While the ICO's letter-to-parliament in lieu of a more formal final report may appear to be something of an anticlimax to a long-running data misuse scandal, the regulator reiterates concerns over what the letter couches as "systemic vulnerabilities in our democratic systems".
Instead the letter notes the ICO has provided "advice and guidance" with the aim of achieving better future compliance with the rules to several unnamed organisations on the remain and the leave side of the UK’s referendum.
"My audit teams have also concluded audits of data protection compliance at 14 organisations associated with the original investigation, including: the main political parties, the main credit reference agencies and major data brokers, as well as Cambridge University’s Psychometrics Centre. We have made significant recommendations for changes to comply with data protection legislation," she adds.
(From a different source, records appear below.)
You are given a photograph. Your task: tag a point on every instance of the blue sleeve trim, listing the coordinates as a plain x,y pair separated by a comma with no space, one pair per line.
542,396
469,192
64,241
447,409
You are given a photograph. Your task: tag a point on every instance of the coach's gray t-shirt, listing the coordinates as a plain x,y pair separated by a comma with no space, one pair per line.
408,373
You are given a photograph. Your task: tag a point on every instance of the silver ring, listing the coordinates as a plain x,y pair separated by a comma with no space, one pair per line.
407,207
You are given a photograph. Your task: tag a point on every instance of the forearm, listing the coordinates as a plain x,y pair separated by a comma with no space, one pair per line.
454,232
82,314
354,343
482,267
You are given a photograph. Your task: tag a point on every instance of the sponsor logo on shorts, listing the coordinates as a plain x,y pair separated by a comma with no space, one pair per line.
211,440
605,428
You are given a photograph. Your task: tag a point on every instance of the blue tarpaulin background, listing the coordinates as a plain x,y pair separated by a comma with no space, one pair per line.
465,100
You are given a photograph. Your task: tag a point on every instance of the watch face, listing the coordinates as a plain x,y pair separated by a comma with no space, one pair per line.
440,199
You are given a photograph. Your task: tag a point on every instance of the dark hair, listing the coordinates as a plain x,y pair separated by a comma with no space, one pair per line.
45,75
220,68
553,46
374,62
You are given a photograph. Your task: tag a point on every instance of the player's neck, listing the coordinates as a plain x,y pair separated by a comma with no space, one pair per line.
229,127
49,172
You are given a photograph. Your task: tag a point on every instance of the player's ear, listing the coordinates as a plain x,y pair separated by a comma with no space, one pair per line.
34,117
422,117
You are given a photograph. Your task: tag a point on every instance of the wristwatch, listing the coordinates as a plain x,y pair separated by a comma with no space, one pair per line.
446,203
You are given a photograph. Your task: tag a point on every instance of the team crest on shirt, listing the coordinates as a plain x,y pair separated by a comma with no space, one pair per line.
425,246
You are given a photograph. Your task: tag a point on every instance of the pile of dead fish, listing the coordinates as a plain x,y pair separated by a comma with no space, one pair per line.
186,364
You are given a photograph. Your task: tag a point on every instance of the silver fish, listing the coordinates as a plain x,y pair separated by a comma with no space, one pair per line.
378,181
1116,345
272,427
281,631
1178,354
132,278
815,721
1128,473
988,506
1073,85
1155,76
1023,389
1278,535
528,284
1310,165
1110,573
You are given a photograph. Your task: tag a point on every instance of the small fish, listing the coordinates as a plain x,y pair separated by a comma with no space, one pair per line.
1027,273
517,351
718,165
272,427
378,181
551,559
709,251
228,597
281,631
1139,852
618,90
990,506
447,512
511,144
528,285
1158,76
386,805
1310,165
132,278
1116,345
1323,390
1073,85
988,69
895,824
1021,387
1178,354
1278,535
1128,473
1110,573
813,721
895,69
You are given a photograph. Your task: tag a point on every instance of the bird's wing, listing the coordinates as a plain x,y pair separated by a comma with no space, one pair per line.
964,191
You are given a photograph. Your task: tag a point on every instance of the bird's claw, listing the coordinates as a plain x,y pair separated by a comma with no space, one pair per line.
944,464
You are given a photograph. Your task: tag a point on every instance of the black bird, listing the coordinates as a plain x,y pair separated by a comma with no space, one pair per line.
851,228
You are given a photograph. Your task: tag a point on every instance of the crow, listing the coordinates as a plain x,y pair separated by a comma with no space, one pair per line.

The detail of those "significant" recommendations are pending reports of the ICO's audits of the main political parties; the main credit reference agencies and major data brokers; and Cambridge University Psychometrics Centre -- which the ICO notes will be published "shortly".
One more interesting detail from the ICO's CA/SCL investigation is it appears the company had been planning to relocate its data offshore to avoid regulatory scrutiny -- presumably as the media furore around the Facebook data scandal cast a spotlight on its processes.
"We also identified evidence that in its latter stages SCL /CA was drawing up plans to relocate its data offshore to avoid regulatory scrutiny by ICO. We have followed up their complex company structure with overseas counterparts and have concluded that while plans were drawn up, the company was unable to put them into effect before it ceased trading," is the regulator's conclusion on that.
On the Facebook data-set itself, the ICO says its investigation found data "in a variety of locations, with little thought for effective security measures". "We found that individuals of interest to the investigation held data on various Gmail accounts," it notes. "Data was also found in servers and appeared to have been shared with a range of parties, for example there was evidence that data had been shared with staff at SCL/CA, Eunoia Technologies Inc [CA whistleblower Chris Wylie's company], the University of Cambridge and the University of Toronto."
The letter also reveals that a number of unnamed "senior figures" associated with the scandal have continued to refuse to cooperate with the ICO's investigation. "Several senior figures have continued to maintain their silence and have declined to be interviewed," it notes.